Recipes

Harvest Sausage Stew

Ingredients:

• 2 Tbsp Canola or olive oil
• 6 links of High Caliber Garlic Sausage, sliced
• 1 diced onion
• ½ tsp High Caliber Rubbed Oregano

• ½ tsp High Caliber Basil

• ¼ tsp High Caliber Smoked Paprika
• ½ tsp High Caliber Butcher Grind Pepper
• salt to taste
• 2 cloves pressed garlic
• 2 medium carrots, peeled and diced
• 2 medium parsnips, peeled and diced
• 2 stalks of celery, diced
• 6 baby yellow potatoes, cubed (skin on)
• ½ pound (8 ounces) diced butternut squash
• 6 cups chicken stock
• 1 cup chopped kale
• 1 Tbsp chopped fresh parsley

Directions:

  1. Pour 2 Tbsp of oil into stock pot and pre-heat on medium-high; add the sausage and brown for a few minutes until caramelized.
  2. Add in the onion, and stir to combine; sauté with the garlic sausage for about 3-4 minutes, until lightly golden; add in the basil, oregano, paprika, black pepper, garlic, salt to taste, and stir until well mixed.
  3. Next, add in the remaining vegetables (except the kale and parsley) and stir in the chicken stock, then bring to a boil.
  4. Reduce the heat to medium-low, and allow the stew to simmer, uncovered, for 40 minutes.
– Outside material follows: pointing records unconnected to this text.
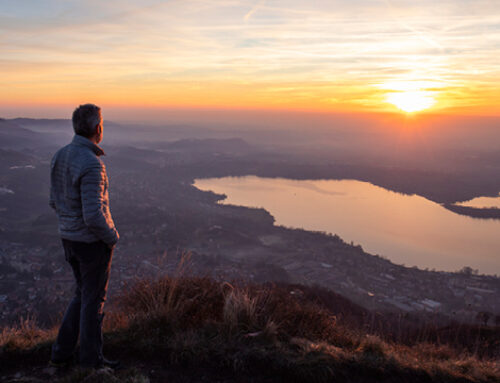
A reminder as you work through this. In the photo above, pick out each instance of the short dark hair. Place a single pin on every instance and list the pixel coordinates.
(85, 119)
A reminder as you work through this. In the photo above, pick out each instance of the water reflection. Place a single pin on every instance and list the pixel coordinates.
(409, 230)
(482, 202)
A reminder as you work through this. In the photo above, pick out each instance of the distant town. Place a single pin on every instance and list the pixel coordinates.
(169, 227)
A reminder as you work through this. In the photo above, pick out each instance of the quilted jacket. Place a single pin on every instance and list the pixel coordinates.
(79, 193)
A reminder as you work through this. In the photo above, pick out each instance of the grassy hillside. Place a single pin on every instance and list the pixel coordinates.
(188, 329)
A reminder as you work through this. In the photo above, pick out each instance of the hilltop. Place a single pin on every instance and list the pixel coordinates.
(193, 329)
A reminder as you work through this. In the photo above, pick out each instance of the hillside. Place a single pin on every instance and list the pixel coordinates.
(187, 329)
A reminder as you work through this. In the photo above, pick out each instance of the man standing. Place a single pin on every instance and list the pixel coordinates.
(79, 195)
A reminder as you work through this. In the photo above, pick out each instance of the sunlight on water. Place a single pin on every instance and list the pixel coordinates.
(482, 202)
(408, 230)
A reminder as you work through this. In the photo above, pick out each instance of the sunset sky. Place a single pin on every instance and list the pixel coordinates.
(329, 56)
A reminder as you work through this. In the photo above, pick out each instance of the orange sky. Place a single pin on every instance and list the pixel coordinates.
(330, 56)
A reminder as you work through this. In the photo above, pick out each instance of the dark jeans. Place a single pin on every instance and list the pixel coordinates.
(91, 263)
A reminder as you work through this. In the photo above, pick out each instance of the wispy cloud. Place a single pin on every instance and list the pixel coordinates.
(154, 51)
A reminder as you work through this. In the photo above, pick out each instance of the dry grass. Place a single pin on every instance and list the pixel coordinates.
(264, 331)
(25, 335)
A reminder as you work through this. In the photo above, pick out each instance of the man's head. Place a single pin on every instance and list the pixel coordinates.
(87, 122)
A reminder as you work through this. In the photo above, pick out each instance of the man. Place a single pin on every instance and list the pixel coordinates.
(79, 195)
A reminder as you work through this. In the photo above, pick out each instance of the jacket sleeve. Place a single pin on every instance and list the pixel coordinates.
(94, 204)
(52, 202)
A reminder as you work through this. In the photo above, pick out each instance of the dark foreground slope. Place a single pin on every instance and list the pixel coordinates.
(201, 330)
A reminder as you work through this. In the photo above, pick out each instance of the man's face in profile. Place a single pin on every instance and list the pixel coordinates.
(99, 132)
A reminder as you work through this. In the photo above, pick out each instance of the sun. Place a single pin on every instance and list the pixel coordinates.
(411, 101)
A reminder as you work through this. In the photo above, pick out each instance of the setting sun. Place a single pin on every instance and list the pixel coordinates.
(411, 101)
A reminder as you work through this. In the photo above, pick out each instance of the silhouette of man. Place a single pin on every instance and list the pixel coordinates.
(79, 195)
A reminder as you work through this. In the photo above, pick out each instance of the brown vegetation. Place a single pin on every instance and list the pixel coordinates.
(259, 333)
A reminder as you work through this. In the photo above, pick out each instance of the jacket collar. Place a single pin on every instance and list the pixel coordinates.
(83, 141)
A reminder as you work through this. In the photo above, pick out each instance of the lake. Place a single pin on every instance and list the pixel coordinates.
(407, 229)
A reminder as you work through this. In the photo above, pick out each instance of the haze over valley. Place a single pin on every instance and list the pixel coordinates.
(155, 176)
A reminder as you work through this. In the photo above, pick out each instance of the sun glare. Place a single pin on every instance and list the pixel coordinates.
(412, 100)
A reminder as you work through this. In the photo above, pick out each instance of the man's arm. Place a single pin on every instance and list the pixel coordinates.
(92, 184)
(52, 202)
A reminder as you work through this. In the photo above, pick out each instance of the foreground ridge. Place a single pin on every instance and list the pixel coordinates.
(183, 329)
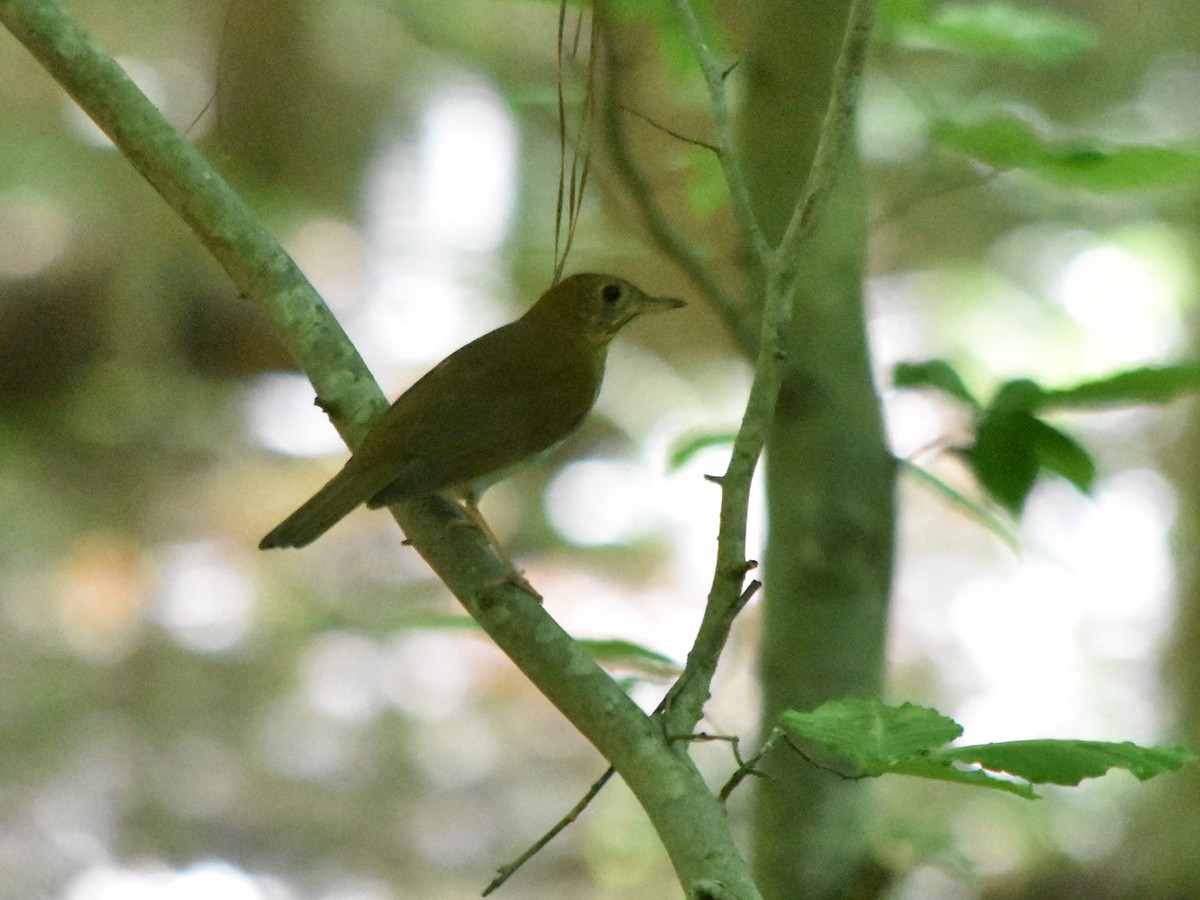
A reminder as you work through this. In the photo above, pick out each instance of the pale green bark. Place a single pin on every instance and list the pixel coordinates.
(829, 477)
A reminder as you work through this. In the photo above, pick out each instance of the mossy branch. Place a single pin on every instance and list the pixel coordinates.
(688, 817)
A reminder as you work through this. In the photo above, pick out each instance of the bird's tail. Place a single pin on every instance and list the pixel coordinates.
(342, 493)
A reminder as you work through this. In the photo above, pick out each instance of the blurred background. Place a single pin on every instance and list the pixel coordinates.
(184, 717)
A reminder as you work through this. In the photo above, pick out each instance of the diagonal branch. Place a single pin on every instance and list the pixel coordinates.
(688, 819)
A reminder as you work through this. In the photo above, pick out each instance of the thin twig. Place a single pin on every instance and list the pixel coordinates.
(750, 766)
(726, 595)
(737, 316)
(665, 130)
(729, 156)
(837, 132)
(505, 871)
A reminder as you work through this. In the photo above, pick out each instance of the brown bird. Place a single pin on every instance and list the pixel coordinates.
(485, 408)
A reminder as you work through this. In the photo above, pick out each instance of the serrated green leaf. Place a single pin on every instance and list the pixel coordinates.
(1068, 762)
(945, 771)
(981, 514)
(871, 733)
(1002, 31)
(935, 373)
(1062, 455)
(876, 738)
(687, 449)
(1150, 384)
(1007, 143)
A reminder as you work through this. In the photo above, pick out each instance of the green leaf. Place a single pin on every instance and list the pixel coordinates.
(945, 771)
(1002, 31)
(875, 738)
(627, 654)
(977, 511)
(1005, 456)
(1068, 762)
(1151, 384)
(935, 373)
(689, 448)
(871, 733)
(1013, 447)
(707, 190)
(1062, 455)
(1007, 143)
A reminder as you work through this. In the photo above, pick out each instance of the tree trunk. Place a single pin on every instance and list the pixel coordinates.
(829, 477)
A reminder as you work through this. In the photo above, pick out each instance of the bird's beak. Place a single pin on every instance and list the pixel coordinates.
(659, 304)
Pressure Canner Split Pea Soup

Pressure Canner Split Pea Soup

Ingredients:

  • 1 cup diced carrots (approx 4)
  • 1 cup diced celery (approx 3 sticks)
  • 1 cup diced onion (approx 1 large or 2 medium)
  • 4 cloves garlic, minced
  • ¼ cup water
  • 1 bay leaf
  • 16oz (500g) dried green split peas
  • 8 cups hot chicken stock (homemade or add 2 stock cubes to 8 cups boiling water)
  • 1 cup diced High Caliber Bacon
  • salt to taste
  • a dash of High Caliber Butcher Grind Pepper

 

Directions:

  1. Wash, peel and dice carrots, celery and onion. Cook in a big stock/soup pot with ¼ cup of water on medium heat, for about 5 minutes.
  2. Rinse the peas well and pick out any discoloured peas. Add to the pot with the minced garlic and hot chicken stock and mix well.
  3. Simmer for 50-60 minutes or until peas are soft and tender.
  4. Dice the bacon and add to soup, simmering for a further 20 minutes while you pre-heat your jars and lids. Bring jars to a boil in a large pot of water covering them, boiling for 10 minutes. Bring seals and rings to a simmer in a saucepan covered with water for 10 minutes. While they're heating you can pre-heat the water in the pressure canner too. You don't want hot jars cracking if they go into cold/cool water! [Hot soup goes into hot jars then into hot water]
  5. Add an extra cup of hot water if soup thickens too much (it should be at serving consistency before canning and it will thicken during processing). Season to taste, then ladle hot soup into pint-sized jars, to 1 inch (2.5cm) headspace. Remove bubbles, adding extra soup (if required) to 1 inch (2.5cm) headspace.
  6. Wipe rims, apply seals and twist bands on to fingertip-tight.
  7. Place hot jars into pressure canner (which has 2 inches of hot water already inside). Attach pressure canner lid and heat on high until visible white steam has vented for 10 minutes. Add weight and bring up to 10 pounds pressure then process for 75 minutes (pints) at this pressure. Once finished, turn off heat, allow pressure to return to zero before venting then remove lid. Remove jars after 5 minutes to a tea towel-covered bench to rest overnight.
  8. The next day remove bands, label and store in a cool, dark place for up to 12 months.